Foreknowledge and Grace

Following up on yesterday's post, here's another word from Molina on the topic of God's foreknowledge and human freedom:

I think it is sufficiently clear from what we have said thus far that (i) our freedom of choice and the contingency of things is perfectly compatible with divine foreknowledge, and that (ii) such foreknowledge in no way prevents it from being the case that with the help of God, who will always furnish as much help as each person needs, it is within our power to avoid all mortal sins, to recover from them after a lapse, and in the end either to attain or to lose eternal life, and that (iii) if we do not attain eternal life, then we ourselves are to blame in just the way we would be if there were in God no foreknowledge of future things.
— Luis de Molina, On Divine Foreknowledge, p. 194

Molina was a sixteenth century Jesuit (=Roman Catholic) theologian. A lot of Jesuits in the sixteenth century were reacting against the Reformation.

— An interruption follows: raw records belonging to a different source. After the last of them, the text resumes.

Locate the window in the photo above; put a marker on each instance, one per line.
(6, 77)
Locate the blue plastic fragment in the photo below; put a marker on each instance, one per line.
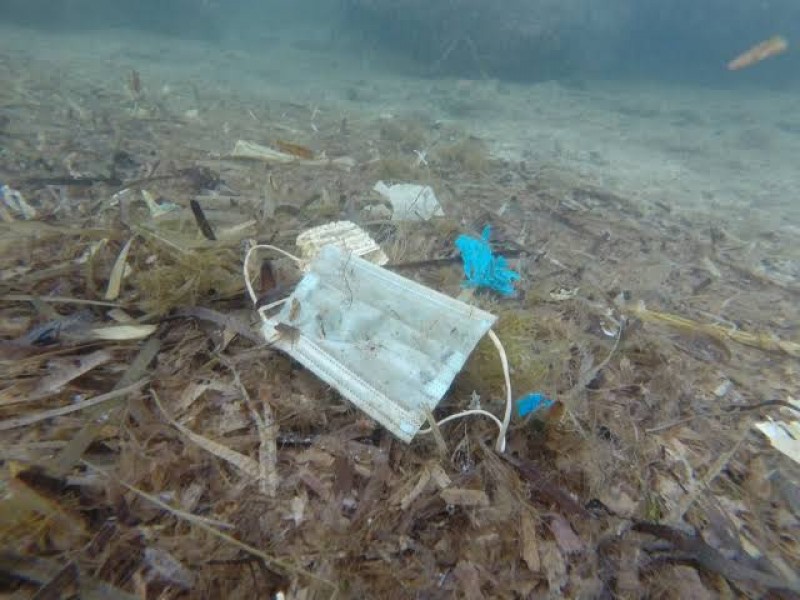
(482, 268)
(531, 403)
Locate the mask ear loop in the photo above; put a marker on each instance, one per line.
(502, 426)
(500, 445)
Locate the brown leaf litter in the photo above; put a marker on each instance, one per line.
(153, 446)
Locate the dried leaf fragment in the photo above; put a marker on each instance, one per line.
(118, 272)
(567, 540)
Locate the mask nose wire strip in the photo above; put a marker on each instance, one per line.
(500, 445)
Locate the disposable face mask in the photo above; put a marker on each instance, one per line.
(388, 344)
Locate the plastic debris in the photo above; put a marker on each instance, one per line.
(531, 403)
(345, 235)
(784, 435)
(388, 344)
(410, 202)
(15, 201)
(482, 268)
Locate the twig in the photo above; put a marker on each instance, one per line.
(727, 411)
(202, 221)
(544, 488)
(274, 563)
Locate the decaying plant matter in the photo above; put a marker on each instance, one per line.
(153, 446)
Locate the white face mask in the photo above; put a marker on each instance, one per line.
(389, 345)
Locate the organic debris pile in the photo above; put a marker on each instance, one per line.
(153, 445)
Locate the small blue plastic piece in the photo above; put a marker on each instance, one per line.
(482, 268)
(531, 403)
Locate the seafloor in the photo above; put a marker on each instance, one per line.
(152, 447)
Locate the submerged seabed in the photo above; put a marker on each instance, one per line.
(669, 211)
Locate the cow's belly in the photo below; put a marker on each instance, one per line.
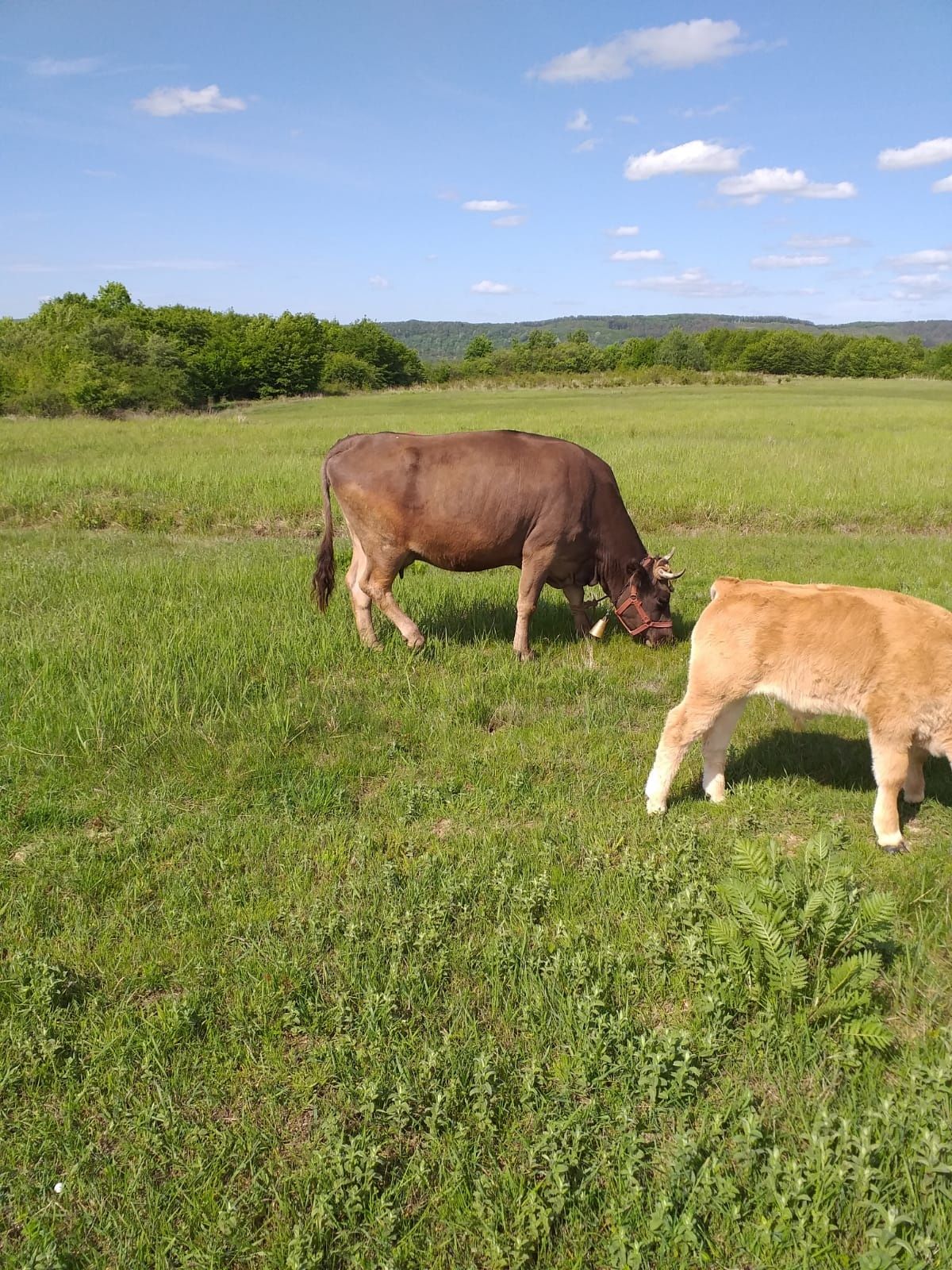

Here he says our freedom enables us to avoid sin and attain salvation, with God's help. Taking seriously our absolute need for God's help as a supplement to our freedom is important for those of us who have been shaped by the Reformation (and, to be fair, for all Catholics and Eastern Orthodox too). We have this help, so the rest of the statement holds basically as is. But we do need this help; without it we are quite literally helpless.